Fetal pain is a relatively new front and a hotly contested science. Advocates on both sides assert that the facts are clear, but much of this hinges on interpretations of what it means to feel pain and whether it requires consciousness or awareness.

It’s hard to say for sure what a fetus younger than 24 weeks experiences in terms of pain, said Dr. Sessions Cole of the Department of Pediatrics at the Washington University School of Medicine in St. Louis.

“There is a continuum here, rather than an on-off switch,” Cole said. Cole said he doubts that a fetus experiences pain as we understand it before 24 weeks, but said there is a great deal of ambiguity and contested science.

Tobias said that the politics of abortion are much more complicated than one might get from reading the Gallup poll, which regularly shows a sharply divided electorate over the issue of abortion.

News cycles also drive labels, Tobias said, citing the uptick in pro-choice sentiment following the controversy over rape and pregnancy comments made by two pro-life Senate candidates in 2012, which spurred an uptick in “pro-choice” identity. This was followed by the murder trial of abortion doctor Kermit Gosnell, which focused attention on late-term abortions and gave renewed impetus to legislative efforts like those under way in Texas.

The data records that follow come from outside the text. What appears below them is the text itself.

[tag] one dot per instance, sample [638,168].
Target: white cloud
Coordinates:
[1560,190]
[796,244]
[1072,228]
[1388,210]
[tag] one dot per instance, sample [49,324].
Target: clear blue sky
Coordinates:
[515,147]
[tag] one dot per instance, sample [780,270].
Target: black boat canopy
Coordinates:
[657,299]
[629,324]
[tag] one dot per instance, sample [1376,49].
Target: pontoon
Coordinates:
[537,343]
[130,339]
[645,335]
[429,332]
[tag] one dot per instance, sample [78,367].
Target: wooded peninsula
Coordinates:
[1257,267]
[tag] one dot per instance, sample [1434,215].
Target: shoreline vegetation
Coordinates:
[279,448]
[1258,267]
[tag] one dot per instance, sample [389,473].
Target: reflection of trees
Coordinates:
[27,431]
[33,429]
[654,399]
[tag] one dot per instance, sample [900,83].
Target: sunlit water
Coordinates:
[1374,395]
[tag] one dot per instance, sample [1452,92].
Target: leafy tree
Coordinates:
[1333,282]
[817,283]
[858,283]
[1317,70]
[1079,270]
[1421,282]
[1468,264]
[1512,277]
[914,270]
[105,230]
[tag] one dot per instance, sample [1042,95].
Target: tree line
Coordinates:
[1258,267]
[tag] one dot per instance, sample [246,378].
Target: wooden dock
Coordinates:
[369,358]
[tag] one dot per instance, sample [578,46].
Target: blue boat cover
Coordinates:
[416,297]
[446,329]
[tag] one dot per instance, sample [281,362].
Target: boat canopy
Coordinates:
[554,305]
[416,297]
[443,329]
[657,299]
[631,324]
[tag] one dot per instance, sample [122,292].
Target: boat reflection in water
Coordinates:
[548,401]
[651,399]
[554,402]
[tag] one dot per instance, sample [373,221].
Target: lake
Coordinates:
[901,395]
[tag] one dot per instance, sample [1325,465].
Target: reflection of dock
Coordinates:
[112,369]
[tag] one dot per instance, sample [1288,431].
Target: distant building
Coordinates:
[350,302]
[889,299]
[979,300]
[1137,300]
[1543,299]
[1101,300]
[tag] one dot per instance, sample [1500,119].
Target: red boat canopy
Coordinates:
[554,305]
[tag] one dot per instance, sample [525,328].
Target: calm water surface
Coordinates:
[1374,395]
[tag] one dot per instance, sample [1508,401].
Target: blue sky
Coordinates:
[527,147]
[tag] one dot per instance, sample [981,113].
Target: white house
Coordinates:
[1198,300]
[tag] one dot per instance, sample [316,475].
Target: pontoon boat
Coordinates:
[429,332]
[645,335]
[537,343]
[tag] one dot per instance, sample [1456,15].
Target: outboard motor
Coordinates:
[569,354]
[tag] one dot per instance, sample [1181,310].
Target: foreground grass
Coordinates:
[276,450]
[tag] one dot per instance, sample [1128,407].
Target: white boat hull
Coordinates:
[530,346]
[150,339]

Tobias believes that the labels people use belie the nuances they bring to the issue. Those who support exceptions for rape and incest, she said, “might label themselves as pro-choice,” Tobias said, “but we would say no, if you think most abortions should be illegal, you are pro-life.”

She points to a recent Huffington Post poll that showed 59-30 percent support for an abortion ban after 20 weeks.

A shift in regulations

The Texas measure is the latest in a flurry of state-level abortion regulations since 2007, when the Supreme Court in Gonzeles v. Carhart sustained a federal statute outlawing “partial birth abortion.”

That 5-4 decision was seen as an opening to further regulation because Anthony Kennedy, the swing justice most likely to decide the outcome, wrote that there was scientific uncertainty as to “whether the barred procedure is ever necessary to preserve a woman's health,” noting that “the court has given state and federal legislatures wide discretion to pass legislation in areas where there is medical and scientific uncertainty."

Abortion opponents see hope for sustaining the new restrictions in a new theory, which is that the state has an interest in preventing pain being inflicted on a “pain capable” fetus. If the courts in the end sustain this approach, it will reflect a distinct shift.

Current abortion regulations use fetal viability as the point at which the state may vigorously regulate abortion, stemming from Casey v. Planned Parenthood, the 1992 decision that replaced Roe v. Wade’s trimester approach.

Any regulation of late-term abortions would also have to navigate through or plow through Doe v. Bolton, the sister case to Roe v. Wade, which essentially held that the doctor has broad discretion in determining whether the mother’s health requires an abortion.

The Texas statute navigates this exception mine field by using language drawn directly from Casey, calculated to appeal to Kennedy, who helped write it. The exception allows a post-20 week abortion when necessary to “avert the woman’s death or a serious risk of substantial and irreversible physical impairment of a major bodily function, other than a psychological impairment ….”

By restricting the exception to physical health and excluding psychological health, Tobias said, the bill seeks to rein in escape hatches for abortion doctors.